This is all routine, to the point of being trivial. Genome-based diagnosis is very common and is the preferred approach for many, if not most, infectious diseases. Here is a list of over 150 FDA-approved genome-based assays for pathogens.
Some quick examples include influenza:
Rapid Molecular Assays
Rapid molecular assays are a new kind of molecular influenza diagnostic test for upper respiratory tract specimens with high sensitivity and specificity.1 One platform uses isothermal nucleic acid amplification and has high sensitivity and yields results in 15 minutes or less. Another platform uses RT-PCR and has high sensitivity and produces results in approximately 20 minutes.
Other Molecular Assays
Reverse Transcription-Polymerase Chain Reaction (RT-PCR) and other molecular assays can identify the presence of influenza viral RNA in respiratory specimens with very high sensitivity and specificity.

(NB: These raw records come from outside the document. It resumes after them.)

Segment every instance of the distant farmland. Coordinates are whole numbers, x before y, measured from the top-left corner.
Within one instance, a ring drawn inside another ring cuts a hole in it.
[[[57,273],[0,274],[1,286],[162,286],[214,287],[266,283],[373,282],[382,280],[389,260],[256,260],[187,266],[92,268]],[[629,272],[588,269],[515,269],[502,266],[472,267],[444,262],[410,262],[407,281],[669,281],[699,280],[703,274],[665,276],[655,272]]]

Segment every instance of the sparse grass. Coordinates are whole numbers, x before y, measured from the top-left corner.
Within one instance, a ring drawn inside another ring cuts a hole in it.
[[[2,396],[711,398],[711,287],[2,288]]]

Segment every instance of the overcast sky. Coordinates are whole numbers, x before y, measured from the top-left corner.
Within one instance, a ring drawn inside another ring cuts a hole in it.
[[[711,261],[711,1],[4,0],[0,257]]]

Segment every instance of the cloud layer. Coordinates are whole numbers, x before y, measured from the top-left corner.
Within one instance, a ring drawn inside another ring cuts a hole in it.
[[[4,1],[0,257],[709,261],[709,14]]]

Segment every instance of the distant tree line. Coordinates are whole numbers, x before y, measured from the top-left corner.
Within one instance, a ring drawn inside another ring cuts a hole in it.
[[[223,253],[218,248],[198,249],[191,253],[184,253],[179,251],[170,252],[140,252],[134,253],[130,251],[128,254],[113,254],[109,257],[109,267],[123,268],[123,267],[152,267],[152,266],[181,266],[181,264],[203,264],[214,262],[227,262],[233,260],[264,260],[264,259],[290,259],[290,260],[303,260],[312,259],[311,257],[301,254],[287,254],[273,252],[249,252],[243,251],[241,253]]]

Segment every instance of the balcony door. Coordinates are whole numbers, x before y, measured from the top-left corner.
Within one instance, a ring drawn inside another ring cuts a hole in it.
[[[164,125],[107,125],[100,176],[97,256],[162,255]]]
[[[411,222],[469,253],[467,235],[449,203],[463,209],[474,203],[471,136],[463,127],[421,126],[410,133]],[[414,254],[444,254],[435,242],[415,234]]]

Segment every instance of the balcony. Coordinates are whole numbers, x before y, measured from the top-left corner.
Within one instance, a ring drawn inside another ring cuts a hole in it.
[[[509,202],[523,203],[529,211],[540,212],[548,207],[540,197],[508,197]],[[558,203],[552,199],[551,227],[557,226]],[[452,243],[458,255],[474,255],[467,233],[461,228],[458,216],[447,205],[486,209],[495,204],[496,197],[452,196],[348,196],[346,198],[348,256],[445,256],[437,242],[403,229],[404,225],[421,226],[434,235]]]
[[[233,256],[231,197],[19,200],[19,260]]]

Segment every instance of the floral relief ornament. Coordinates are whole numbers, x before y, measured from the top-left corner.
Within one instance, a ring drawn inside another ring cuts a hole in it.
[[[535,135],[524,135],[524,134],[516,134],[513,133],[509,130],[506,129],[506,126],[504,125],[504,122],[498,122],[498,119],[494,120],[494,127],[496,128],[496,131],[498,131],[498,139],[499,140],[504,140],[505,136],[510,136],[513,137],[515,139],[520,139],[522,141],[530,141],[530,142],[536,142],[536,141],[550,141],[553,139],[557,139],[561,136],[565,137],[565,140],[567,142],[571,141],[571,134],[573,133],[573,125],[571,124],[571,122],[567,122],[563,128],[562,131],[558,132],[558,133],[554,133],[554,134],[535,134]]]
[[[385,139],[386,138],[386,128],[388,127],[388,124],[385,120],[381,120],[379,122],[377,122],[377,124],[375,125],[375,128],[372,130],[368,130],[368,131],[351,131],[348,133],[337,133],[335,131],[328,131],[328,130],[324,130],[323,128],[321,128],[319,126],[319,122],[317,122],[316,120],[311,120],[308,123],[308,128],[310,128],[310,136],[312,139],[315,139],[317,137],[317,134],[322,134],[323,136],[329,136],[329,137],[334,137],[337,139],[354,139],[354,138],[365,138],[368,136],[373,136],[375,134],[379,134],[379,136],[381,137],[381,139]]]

--Influenza Signs and Symptoms and the Role of Laboratory Diagnostics
A newer test protocol (RT-PCR) is more reliable and is replacing the antigen-detecting test in many hospitals and community laboratories.
--Respiratory Syncytial Virus (RSV) Infection
Over the past several years, conventional and real-time PCR assays have been developed for detection of bacterial meningitis pathogens. Reliable assays have been extensively evaluated using invasive clinical isolates and/or clinical specimens from around the world (8, 12, 15, 17, 29, 35, 52, 60). In general, validated assays should have high sensitivity and specificity. They can be used as complementary approaches in bacterial disease diagnosis.
and many, many more.
An important trend now is using genome detection methods to look for many different potential pathogens in a single sample; these "lab on a chip" approaches (e.g. here are just entering clinics but will probably be routine in a few more years.